When the meal's over, everyone does a quick wash of their own dishes (plate and/or bowl, utensils, cup). When entertaining, you can either have your guests do this too, or you can split your guests' dishes between each person in your household. For example, if you have a family of four, and you have four guests visiting, each member of the household can take one guest's set of dishes up (with their own) to wash. This keeps dishes from getting hardened stuff on them, and has them always ready for the next meal. TIP: do this, too, just within your own household at ALL mealtimes. Make a habit. :)

***THE BENEFITS OF THIS ARE: A) It lessens the work on the usual "dishwasher" (aka: typically the mom lol); B) It works extremely well with children (even the youngest can do it from toddler age and up). See * at the end of this step for more explanation on this; C) It is faster, more convenient, and can fit into any schedule (versus having to find time to clean a mound of dishes later).

There you have it, folks. My extensive, exhaustive tips on Loaded Dish Washing Made Easy! Hope you enjoyed! Spread it along to help your friends and family too ;)

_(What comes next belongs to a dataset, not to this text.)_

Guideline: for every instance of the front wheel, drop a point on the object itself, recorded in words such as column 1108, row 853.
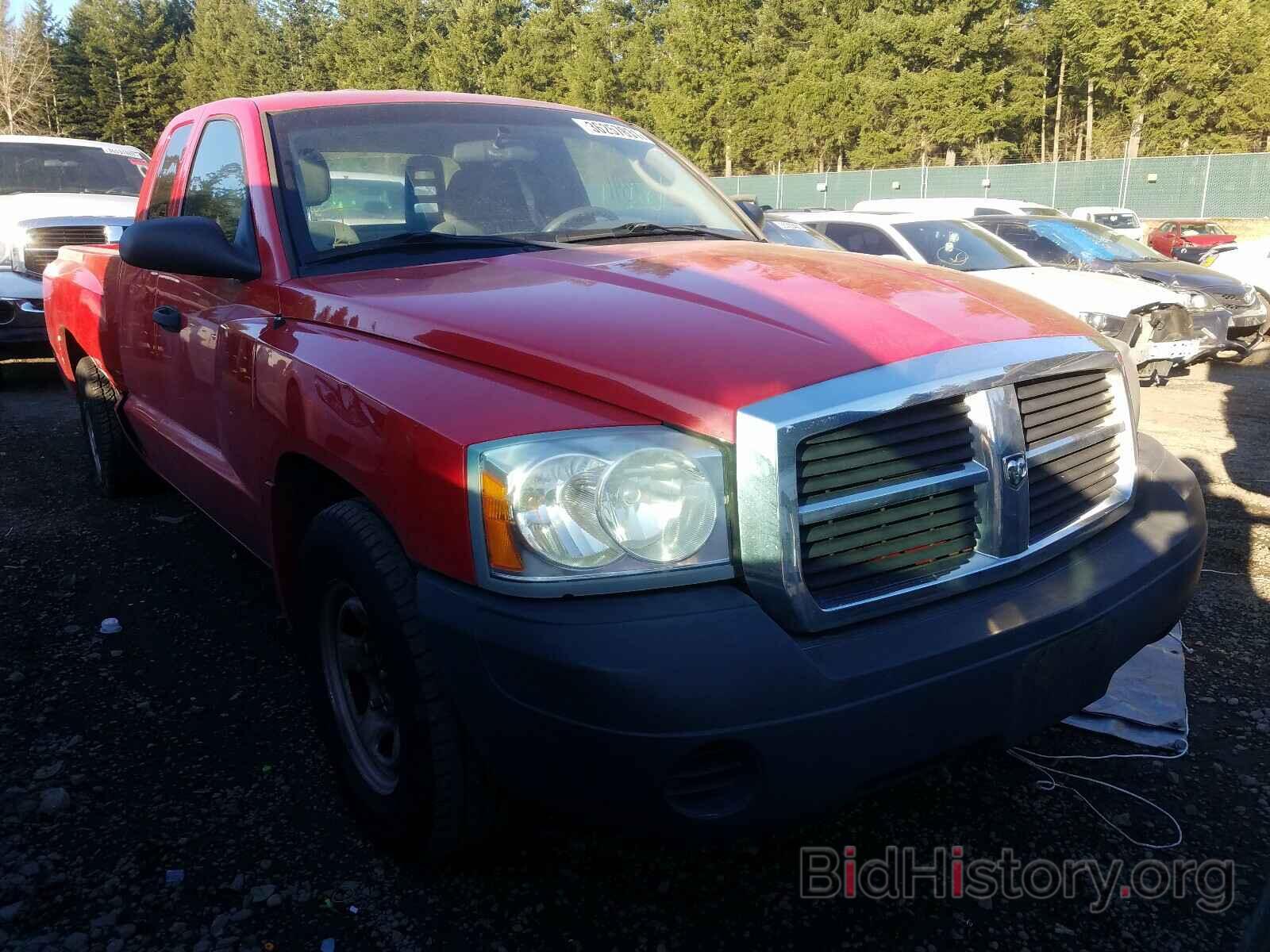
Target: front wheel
column 381, row 704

*This works well for children because they learn to take responsibility and learn a life-skill that they will most likely encounter in the future. They learn to help and do their chores without complaining (because everyone in the family is chipping in, too). It teaches them to be cheerful helpers and encourages them to keep their messes at a minimal (since they're having to clean their own messes, therefore they'll start wanting to reduce the work on themselves). With older kids (ages 5-6 and up), they can take turns doing the extra dishes (like pots and pans and cooking utensils) or work together as a team with one washing and one rinsing (then the next time, they switch jobs). Do i need to mention all the benefits of this? ;) And if this is made into a routine, your kids will most likely do it naturally even when their friends come over. This teaches them to humbly be hospitable for their guests by offering to take their dish up and wash it for them, or showing their friends how to do it, too (because they naturally get up and do it). BONUSES!!!